In "Love" versammelt Eubank ein regelrechtes Best-of großer Sci-Fi-Motive - über Lees Visionen lässt er leise „Solaris" und „Contact" anklingen, mit den sich thematisch ergänzenden Handlungssträngen weht ein Hauch von „The Fountain" durch den Film und die unmittelbare Auswirkung irdischer Konflikte auf Lees Raumfahrt ruft „2010 - Das Jahr, in dem wir Kontakt aufnahmen" in Erinnerung. Die stärkste Inspiration aber bezieht Eubank von seinem erklärten Vorbild Stanley Kubrick und dessen Jahrhundertwerk „2001: Odyssee im Weltraum". Zwar gibt es hier keinen Bordcomputer, der wie Gerty in „Moon" auf den berühmten HAL-9000 verweisen würde. Dafür werden Sci-Fi-Fans in Sekundenschnelle einen Sinnbezug zwischen dem Mysterium des Kraters und Kubricks Monolithen hergestellt haben. Wenn Lee auf seiner letzten Reise mit aufgerissenen Augen durch ein von Licht- und Farbspiegelungen überzogenes Helmvisier starrt, wird „2001" dann nicht nur motivisch, sondern auch ganz explizit zitiert.
Regisseur, Autor und Kameramann Eubank muss dabei nicht nur hoch angerechnet werden, dass „Love" mit all seinen Referenzen weder ein Plagiat, noch eine bloße Sci-Fi-Revue geworden ist. Vor allem ist es schier unglaublich, welche prachtvollen Bilder der kreative Filmemacher mit seinem lächerlich geringen 500.000-Dollar-Budget auf die Leinwand zaubert. Die klaustrophobische Raumstation baute Eubank eigenhändig im Garten seiner Eltern zusammen und verwendete dafür teilweise sogar Haushaltsschrott. Und was er aus seinem gleich nebenan improvisierten Bürgerkriegsset herauskitzelt, ist nicht minder beeindruckend. In durchkomponierten Slow-Motion-Einstellungen schweben Briggs und seine Kameraden zwischen Kugelsalven und aufgeschleuderten Erdfontänen umher, als hätte hier Zack Snyder („300") seine Finger im Spiel gehabt. Die schönen Animationen im transzendentalen Finale runden „Love" schließlich zum visuellen Hochgenuss ab.
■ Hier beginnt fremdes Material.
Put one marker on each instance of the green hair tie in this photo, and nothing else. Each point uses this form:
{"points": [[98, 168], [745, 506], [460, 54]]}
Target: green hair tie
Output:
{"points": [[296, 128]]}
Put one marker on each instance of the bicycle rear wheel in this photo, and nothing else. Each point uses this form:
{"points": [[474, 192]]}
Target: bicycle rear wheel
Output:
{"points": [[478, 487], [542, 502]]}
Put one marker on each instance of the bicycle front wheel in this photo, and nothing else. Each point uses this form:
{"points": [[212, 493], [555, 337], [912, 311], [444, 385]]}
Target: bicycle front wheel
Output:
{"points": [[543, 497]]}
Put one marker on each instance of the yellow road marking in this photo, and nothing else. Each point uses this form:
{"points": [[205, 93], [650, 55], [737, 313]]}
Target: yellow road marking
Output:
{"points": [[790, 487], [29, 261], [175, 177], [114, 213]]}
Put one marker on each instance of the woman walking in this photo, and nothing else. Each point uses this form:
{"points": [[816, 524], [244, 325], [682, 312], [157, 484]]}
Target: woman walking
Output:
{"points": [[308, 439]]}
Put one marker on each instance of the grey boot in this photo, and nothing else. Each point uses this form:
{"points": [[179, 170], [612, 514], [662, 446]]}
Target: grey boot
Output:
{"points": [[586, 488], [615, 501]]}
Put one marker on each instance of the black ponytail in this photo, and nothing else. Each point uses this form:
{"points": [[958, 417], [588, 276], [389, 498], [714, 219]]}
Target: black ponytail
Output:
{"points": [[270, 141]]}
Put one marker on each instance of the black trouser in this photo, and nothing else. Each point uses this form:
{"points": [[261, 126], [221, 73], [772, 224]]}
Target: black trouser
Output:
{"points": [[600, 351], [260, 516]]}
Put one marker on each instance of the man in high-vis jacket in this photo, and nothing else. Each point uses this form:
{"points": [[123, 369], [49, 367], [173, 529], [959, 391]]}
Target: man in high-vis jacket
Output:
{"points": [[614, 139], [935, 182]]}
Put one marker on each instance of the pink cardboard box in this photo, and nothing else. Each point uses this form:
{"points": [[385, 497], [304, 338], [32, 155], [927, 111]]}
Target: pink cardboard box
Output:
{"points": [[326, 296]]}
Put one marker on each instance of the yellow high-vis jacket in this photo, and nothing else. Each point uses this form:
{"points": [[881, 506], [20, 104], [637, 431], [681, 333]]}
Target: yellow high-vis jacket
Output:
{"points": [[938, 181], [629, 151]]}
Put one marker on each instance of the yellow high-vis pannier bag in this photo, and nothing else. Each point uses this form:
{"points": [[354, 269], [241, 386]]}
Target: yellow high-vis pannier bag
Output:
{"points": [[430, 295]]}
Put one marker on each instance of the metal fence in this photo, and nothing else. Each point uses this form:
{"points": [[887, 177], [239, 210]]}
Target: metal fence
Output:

Schade ist dabei bloß, dass Eubank den Fluss der stimmungsvollen Bilder immer wieder mit erzählerischen und inszenatorischen Spielereien stört. Über den Bürgerkriegssequenzen liegt ein mit sakraler Schwere vorgetragener und vage philosophischer Off-Text, der klingt, als hätte Terrence Malick („The Tree of Life") einen schlechten Tag gehabt. Wirklich irritierend sind zwischendrin eingestreute Doku-Interviewszenen, in denen Lees Vorgänger auf der Raumstation Phrasen zur Natur des Menschen dreschen: „Wir sind soziale Wesen, deshalb sind zwischenmenschliche Beziehungen auch so wichtig für uns." Hier hätte Eubank ruhig auf die Intelligenz seines Publikums vertrauen dürfen, statt sich in großspurigen Erläuterungen des Filmtitels zu ergehen. Dank Gunner Wrights taktvollem Spiel und einer dichten, geheimnisvoll-melancholischen Atmosphäre ist „Love" aber trotzdem über weite Strecken spannend, gelegentlich sogar hypnotisch.
Fazit: Mit „Love" legt William Eubank ein tolles Kino-Debüt vor – und das keineswegs nur im Kontext der schrägen Produktionsbedingungen. Wer eine gewisse Toleranz für irritierende Regie-Einfälle mitbringt und klassische Science Fiction liebt, sollte diesen Film auf keinen Fall verpassen.